Bonita V. Saunders, ACMD
Metallurgists know that the quality of a crystal alloy is affected by the complex cellular and dendritic microstructures that can develop at the solid/liquid interface during the solidification process. To gain a better understanding of these microstructures, metallurgists have looked at the stability of planar interfaces to determine under what conditions the more complex microstructures appear. Several researchers have examined slightly nonplanar microstructures in great detail, but few have examined the deeper bulb-shaped cells seen in experiments because of the need for efficient and flexible curvilinear coordinate systems that can adjust to dramatic changes in the interface shape.
To study these cells the author has developed a curvilinear coordinate system defined by a tensor-product grid generation mapping composed of cubic B-splines. Although Robert Brown and colleagues at MIT have had some success in modeling the deeper cells, their techniques involve breaking up the domain into simpler sections or using two step procedures involving different types of transformations. Saunders uses a single mapping for the entire domain. The coefficients for the mapping are initially chosen so that the grid fits a rectangular outer boundary and the interface.
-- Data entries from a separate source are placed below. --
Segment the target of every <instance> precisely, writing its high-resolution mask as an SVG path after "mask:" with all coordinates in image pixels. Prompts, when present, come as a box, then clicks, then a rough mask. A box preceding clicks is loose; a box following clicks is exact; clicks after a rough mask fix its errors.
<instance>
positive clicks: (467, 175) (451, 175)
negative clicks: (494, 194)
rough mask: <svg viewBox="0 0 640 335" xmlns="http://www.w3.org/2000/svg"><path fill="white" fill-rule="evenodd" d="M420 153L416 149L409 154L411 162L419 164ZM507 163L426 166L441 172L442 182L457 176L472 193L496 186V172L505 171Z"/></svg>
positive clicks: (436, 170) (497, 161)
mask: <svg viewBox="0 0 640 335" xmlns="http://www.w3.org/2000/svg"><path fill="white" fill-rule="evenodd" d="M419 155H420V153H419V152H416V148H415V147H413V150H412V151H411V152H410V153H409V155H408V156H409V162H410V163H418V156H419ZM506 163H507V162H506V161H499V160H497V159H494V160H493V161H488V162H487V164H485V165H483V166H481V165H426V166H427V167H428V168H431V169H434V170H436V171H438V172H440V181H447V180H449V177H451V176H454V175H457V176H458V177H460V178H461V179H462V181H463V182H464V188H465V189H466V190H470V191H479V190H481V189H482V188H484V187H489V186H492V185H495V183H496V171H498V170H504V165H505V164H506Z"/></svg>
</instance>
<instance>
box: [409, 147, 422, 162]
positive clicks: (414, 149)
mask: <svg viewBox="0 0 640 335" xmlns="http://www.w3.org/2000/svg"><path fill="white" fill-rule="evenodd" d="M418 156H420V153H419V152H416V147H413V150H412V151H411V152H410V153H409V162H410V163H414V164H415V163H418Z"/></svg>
The smoothness and orthogonality of the grid are enhanced by modifying some of the coefficients to minimize a functional involving the variation in Jacobian values at nearby grid points and the dot product of tangent vectors to grid lines. A hyperbolic sine control function is used to concentrate the grid points near the interface.
The initial phase of the project, the development of the grid generation code, has been completed. The grid generation technique is discussed in "A Boundary Conforming Grid Generation System for Interface Tracking'' which is to appear in the journal Computers and Mathematics with Applications.
Currently, the author is writing the code to solve the equations that govern the transport of solute and determine the interface shape. The author is using the solutal model of directional solidification which assumes that the temperature field is linear and unaffected by changes in the interface shape. This code will be integrated with the grid generation code to create an adaptive system. Once this code is thoroughly tested the author will look at the more general problem obtained by taking away the linear temperature assumption and adding convective terms to the solutal and temperature field equations.